L’été est une saison et l’été est un con. L’été est un con parce que il semble que cet été n’ait pas généré son lot de catastrophes qui font habituellement la Une de certains medias et ponctuent les vacances. Ces médias, à court de marronniers à cette période, en font, sinon leurs choux gras, en tout cas leurs fonds de commerce.
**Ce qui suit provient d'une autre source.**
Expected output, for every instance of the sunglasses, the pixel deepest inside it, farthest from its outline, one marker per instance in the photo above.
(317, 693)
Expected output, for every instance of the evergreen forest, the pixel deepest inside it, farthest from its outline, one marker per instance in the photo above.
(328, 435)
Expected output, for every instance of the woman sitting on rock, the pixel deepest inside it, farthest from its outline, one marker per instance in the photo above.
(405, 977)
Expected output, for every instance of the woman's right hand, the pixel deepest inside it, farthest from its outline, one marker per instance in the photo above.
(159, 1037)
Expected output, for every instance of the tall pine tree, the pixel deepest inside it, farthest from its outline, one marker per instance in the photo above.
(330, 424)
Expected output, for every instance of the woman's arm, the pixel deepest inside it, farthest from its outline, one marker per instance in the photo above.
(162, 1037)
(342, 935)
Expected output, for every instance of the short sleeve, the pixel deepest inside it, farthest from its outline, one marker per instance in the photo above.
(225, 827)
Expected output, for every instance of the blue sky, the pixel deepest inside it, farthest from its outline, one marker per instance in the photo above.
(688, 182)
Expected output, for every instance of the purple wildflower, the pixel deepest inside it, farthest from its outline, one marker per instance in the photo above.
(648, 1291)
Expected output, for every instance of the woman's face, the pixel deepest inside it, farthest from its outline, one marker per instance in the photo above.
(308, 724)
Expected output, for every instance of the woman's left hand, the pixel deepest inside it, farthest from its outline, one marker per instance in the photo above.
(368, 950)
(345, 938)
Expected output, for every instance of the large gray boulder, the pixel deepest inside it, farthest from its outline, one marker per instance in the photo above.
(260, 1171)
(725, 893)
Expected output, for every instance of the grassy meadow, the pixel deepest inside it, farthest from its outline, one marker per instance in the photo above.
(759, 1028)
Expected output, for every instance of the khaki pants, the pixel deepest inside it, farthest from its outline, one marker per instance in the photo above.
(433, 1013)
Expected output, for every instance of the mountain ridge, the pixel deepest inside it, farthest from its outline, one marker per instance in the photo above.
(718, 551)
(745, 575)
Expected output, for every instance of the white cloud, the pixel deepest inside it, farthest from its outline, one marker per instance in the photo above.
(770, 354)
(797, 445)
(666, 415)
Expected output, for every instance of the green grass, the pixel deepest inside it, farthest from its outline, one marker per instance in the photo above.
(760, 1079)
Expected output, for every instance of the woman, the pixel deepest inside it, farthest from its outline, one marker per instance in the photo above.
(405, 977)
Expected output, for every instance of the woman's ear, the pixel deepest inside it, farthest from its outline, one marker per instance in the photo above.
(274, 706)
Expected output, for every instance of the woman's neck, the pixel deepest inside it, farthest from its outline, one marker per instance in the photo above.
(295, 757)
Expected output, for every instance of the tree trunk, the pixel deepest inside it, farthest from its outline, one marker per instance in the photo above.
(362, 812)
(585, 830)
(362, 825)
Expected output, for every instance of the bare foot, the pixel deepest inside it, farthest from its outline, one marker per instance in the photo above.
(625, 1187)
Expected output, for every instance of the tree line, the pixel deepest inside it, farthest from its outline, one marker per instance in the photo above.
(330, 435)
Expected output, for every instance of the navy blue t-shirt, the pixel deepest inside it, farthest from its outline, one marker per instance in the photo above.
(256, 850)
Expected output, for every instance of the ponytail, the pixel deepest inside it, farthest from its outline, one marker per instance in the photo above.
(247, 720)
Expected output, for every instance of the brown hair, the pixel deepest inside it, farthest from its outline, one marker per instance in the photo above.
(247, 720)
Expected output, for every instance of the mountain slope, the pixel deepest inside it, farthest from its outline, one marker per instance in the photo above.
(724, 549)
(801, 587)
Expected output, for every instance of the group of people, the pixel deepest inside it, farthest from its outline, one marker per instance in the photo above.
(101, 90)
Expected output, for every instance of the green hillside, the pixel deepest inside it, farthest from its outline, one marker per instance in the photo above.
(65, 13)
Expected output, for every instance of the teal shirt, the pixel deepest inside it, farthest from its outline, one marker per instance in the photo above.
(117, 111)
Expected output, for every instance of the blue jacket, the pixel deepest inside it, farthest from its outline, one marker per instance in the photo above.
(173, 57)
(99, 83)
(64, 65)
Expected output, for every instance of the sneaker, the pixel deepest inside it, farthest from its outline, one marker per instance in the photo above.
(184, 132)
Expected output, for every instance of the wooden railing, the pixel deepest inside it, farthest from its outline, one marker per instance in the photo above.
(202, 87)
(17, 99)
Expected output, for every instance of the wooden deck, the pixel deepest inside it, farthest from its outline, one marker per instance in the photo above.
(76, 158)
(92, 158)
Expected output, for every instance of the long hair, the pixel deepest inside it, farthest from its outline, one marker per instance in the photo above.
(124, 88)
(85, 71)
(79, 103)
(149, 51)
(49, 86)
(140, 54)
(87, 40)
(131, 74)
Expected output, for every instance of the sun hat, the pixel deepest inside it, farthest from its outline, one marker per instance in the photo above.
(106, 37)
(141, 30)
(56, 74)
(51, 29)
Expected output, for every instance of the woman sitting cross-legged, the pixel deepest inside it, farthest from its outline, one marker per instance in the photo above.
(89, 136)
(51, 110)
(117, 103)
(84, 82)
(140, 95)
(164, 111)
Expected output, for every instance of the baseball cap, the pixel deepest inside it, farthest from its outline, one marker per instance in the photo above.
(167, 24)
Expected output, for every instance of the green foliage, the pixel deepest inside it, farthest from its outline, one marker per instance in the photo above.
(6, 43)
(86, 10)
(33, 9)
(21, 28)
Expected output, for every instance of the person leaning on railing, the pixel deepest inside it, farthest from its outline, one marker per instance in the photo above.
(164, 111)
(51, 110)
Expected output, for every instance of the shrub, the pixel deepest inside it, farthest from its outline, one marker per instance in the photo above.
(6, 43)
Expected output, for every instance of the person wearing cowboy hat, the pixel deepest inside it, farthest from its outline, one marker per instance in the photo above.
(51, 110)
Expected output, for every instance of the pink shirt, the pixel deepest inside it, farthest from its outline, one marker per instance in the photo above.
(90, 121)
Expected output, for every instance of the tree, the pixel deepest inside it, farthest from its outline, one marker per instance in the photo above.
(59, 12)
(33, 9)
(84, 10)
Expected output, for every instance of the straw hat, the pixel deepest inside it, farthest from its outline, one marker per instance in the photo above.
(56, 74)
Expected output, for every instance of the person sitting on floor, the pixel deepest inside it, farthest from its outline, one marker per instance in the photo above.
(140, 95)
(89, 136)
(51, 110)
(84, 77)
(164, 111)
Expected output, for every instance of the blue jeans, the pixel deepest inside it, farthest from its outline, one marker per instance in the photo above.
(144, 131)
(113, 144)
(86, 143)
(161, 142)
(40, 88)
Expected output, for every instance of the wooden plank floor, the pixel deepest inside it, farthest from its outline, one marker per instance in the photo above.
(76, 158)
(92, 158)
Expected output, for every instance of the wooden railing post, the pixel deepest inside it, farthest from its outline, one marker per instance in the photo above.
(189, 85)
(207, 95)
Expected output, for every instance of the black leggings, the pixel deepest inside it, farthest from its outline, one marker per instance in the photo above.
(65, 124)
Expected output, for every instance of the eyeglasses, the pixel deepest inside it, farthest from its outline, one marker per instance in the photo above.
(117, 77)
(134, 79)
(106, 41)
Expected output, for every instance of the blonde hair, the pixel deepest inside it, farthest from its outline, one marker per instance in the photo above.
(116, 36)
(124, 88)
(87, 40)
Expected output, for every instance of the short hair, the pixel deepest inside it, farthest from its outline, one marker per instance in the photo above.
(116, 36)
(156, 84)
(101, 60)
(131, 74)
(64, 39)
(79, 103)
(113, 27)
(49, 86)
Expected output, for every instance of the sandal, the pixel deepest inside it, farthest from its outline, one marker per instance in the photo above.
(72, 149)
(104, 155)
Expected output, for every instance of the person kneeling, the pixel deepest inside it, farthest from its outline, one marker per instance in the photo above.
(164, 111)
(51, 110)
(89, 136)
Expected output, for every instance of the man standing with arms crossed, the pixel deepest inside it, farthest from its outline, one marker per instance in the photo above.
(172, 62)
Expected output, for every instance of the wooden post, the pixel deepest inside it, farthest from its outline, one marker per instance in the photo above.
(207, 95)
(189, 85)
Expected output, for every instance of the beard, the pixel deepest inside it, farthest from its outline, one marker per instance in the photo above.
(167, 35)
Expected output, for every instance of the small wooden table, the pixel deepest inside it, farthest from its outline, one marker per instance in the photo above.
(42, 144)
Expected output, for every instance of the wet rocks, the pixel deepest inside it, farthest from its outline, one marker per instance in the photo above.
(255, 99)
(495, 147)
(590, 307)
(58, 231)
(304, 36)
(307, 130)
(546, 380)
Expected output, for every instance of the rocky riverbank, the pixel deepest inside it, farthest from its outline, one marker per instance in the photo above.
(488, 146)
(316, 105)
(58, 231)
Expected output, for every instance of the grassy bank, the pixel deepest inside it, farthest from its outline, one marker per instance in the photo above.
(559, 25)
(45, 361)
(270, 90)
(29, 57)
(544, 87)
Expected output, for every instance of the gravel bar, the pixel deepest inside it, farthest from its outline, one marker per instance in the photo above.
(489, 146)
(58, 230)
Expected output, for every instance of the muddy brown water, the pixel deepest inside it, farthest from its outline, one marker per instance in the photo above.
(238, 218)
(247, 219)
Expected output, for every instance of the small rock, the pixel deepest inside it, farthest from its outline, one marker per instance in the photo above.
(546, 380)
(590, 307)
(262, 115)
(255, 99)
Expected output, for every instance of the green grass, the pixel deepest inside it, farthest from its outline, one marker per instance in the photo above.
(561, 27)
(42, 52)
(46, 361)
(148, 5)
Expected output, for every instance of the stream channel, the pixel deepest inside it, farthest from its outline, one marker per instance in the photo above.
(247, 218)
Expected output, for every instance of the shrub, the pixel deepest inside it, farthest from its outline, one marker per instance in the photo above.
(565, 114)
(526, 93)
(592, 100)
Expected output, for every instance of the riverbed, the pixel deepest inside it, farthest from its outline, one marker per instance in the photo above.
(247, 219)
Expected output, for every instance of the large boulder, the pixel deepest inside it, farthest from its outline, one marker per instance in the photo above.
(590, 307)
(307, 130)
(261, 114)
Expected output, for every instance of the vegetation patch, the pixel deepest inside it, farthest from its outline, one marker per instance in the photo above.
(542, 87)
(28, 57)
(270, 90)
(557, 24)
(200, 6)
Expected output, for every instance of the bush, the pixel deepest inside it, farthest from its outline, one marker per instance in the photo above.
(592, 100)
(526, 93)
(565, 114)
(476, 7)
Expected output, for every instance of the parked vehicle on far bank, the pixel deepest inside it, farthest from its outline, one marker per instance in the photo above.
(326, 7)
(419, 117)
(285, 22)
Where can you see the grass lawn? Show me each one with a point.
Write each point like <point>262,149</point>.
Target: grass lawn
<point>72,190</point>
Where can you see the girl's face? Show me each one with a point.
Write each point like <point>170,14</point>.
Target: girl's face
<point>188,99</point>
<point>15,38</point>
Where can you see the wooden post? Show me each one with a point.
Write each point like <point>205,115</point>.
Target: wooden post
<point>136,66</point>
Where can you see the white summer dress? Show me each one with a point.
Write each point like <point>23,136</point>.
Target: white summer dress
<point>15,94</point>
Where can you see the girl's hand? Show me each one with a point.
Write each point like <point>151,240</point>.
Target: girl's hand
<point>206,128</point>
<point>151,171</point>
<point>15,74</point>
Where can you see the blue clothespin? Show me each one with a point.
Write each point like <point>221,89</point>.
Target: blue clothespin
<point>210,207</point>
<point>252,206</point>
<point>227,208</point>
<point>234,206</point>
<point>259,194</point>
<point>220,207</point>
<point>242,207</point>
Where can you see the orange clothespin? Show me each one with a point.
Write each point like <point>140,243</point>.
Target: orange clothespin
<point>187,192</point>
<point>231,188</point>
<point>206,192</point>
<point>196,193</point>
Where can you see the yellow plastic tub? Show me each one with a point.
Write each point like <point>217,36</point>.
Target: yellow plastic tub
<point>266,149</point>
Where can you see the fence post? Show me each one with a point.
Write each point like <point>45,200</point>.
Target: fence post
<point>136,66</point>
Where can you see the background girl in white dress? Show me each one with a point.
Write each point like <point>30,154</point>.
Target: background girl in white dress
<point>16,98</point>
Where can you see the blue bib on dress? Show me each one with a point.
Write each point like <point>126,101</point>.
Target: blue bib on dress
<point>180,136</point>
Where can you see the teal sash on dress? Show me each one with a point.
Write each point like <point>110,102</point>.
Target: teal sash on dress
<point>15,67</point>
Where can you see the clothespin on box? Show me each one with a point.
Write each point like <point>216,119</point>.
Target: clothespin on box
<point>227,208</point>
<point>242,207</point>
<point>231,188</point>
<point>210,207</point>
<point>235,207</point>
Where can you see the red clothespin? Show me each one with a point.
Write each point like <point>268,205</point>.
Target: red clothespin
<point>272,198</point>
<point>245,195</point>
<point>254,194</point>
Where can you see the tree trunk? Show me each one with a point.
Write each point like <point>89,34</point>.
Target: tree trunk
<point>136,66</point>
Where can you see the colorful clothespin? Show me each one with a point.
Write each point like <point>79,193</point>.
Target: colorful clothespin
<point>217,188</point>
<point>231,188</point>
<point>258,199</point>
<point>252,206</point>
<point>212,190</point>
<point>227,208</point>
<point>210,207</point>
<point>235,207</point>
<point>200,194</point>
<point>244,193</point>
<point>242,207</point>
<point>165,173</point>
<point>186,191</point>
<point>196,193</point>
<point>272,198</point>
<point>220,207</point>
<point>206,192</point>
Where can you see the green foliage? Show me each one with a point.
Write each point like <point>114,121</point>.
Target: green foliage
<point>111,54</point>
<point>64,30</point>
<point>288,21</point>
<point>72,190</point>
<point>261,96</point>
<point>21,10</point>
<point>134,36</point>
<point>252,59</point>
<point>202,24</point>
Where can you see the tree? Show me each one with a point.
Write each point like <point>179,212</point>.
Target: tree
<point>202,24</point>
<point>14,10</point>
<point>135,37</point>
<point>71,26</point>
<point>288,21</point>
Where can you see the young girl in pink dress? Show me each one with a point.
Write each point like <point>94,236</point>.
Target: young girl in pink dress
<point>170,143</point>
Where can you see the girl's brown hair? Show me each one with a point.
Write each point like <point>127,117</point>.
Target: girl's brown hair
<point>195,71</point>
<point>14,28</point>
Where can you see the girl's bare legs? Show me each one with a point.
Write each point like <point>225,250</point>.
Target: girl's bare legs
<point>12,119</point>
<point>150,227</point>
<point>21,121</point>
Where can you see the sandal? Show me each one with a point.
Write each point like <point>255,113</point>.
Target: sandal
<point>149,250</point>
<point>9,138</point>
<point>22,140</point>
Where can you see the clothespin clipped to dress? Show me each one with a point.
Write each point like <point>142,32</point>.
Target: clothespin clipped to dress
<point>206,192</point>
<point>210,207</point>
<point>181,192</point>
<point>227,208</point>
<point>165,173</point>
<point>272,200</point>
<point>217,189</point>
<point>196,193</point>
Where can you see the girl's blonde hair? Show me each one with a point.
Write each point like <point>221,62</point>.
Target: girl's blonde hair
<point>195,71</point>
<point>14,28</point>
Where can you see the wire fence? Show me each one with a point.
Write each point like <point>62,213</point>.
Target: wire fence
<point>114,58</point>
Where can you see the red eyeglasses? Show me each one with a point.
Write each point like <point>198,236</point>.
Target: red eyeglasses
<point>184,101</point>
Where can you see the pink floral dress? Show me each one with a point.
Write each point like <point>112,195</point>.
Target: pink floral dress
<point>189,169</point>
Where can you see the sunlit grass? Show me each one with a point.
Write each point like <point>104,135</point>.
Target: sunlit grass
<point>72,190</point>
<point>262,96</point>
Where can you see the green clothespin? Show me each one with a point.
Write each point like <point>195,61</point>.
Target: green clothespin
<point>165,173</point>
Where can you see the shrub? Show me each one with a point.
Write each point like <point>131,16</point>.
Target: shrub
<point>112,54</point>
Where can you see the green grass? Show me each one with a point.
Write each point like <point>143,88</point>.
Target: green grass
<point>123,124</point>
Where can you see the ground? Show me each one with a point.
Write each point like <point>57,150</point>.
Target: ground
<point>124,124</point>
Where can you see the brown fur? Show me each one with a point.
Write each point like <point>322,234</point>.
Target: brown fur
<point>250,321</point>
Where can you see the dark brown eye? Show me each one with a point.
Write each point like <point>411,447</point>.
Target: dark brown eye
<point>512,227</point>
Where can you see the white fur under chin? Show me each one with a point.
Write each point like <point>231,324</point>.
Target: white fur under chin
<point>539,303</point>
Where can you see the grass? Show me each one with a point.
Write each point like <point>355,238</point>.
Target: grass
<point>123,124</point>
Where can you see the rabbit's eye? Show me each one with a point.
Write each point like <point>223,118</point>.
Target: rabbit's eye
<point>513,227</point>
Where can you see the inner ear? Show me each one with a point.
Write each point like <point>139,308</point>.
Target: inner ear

L ‘été est un con parce que cette année, rien de bien juteux : juste quelques carambolages meurtriers sur des autoroutes surpeuplés, des incendies d’incendiaires souvent vaniteux et toujours crétins, de monstrueux typhons dans des régions ridiculement lointaines, de toutes façons sujettes à moussons et autres courants d’air démesurés, sans compter les inondations et les glissements de terrains dévastateurs. L’été est un con parce que, malgré tout (et malgré nous ?) ces catastrophes nourrissent nos inquiétudes, entretiennent nos fantasmes et alimentent nos conversations. Mais aussi spectaculaires et télégéniques qu’ils soient, ils ne participent que très peu à la moindre réflexion et moins encore à notre compréhension du monde. A cette époque de l’année, réfléchir semble une activité déplacée, incongrue et presque indécente et tout se passe comme si l’été, le bon goût, le bon sens et le cerveau étaient eux aussi en vacances. En revanche, l’émotion facile reste, elle, à fleur de maillot et la bêtise ordinaire transpire sous les tee Shirts.
L’été est un con parce que peut lui échapper, comme par inadvertance, au détour de comptes-rendus médiatiques de quelques tragiques désastres, des sujets de réflexions qui pourraient gâcher ce médiocre été et son cours normal des choses.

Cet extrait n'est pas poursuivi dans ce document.